Advantage Insurance Holdings: Maintain CCR 5

The BDC Credit Reporter is committed to eventually writing about every BDC portfolio company where any material exposure exists. We’ve come round to Puerto Rico-based insurance company Advantage Insurance Holdings. The two BDCs with exposure are BlackRock Capital (BKCC) and MVC Capital (MVC). Both are invested in the insurer’s convertible preferred and have been for years. The preferred, though, has been non income producing at BKCC since June 2019 (no word on MVC’s treatment) and total exposure is $14.8mn at cost with BKCC holding $8.9mn and MVC $5.9mn.

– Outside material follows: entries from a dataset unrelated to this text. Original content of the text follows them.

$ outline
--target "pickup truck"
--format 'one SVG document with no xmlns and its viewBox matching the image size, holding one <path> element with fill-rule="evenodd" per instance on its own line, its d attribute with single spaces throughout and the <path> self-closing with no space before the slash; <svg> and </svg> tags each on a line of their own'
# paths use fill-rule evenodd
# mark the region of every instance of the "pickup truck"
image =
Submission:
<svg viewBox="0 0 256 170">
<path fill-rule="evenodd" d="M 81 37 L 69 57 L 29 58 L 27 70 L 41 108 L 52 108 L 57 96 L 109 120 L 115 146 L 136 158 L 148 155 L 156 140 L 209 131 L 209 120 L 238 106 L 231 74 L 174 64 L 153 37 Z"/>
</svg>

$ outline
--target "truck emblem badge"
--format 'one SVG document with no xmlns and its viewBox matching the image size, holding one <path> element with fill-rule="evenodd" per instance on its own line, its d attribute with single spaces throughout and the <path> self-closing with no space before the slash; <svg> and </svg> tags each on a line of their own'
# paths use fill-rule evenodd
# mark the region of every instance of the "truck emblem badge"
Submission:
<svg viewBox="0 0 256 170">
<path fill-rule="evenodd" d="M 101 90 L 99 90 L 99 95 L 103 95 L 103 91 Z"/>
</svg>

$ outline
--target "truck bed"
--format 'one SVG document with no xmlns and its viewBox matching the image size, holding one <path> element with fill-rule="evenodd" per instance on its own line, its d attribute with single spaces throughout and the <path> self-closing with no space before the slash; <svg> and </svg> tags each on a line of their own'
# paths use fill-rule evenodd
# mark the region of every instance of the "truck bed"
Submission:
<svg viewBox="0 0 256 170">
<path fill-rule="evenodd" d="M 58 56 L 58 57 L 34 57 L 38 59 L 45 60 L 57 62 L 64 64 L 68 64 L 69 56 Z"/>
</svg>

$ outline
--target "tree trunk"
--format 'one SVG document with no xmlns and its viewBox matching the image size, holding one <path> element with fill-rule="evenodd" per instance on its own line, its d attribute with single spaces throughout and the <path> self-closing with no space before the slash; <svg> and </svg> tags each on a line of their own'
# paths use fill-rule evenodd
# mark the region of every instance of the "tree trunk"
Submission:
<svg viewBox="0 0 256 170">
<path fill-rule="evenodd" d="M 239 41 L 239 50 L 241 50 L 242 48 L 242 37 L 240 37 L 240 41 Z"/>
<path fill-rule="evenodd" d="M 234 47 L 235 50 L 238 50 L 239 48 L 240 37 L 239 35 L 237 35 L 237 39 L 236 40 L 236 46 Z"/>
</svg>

In the IQ 2020, BKCC discounted the preferred by (47%), (11%) more than in the prior period and the worst valuation level since getting involved in 2012. (MVC’s discount is only 2%). The company has been underperforming since 2016…None of this is auspicious but there seems to be a difference of valuation opinion between MVC and BKCC.

For our part, we rate the company CCR 5, or non performing. In terms of value, we would not be surprised to see a complete write-off one day. However, we have no idea when that might be as public information is thin on the ground. Till then, neither the BDCs involved nor the BDC Credit Reporter should hold out much hope for this investment. We can’t tell if Covid-19 will impact the company.

12/23/2020: Due to the acquisition of MVC by Barings BDC (BBDC), the post has been re-classified to BBDC.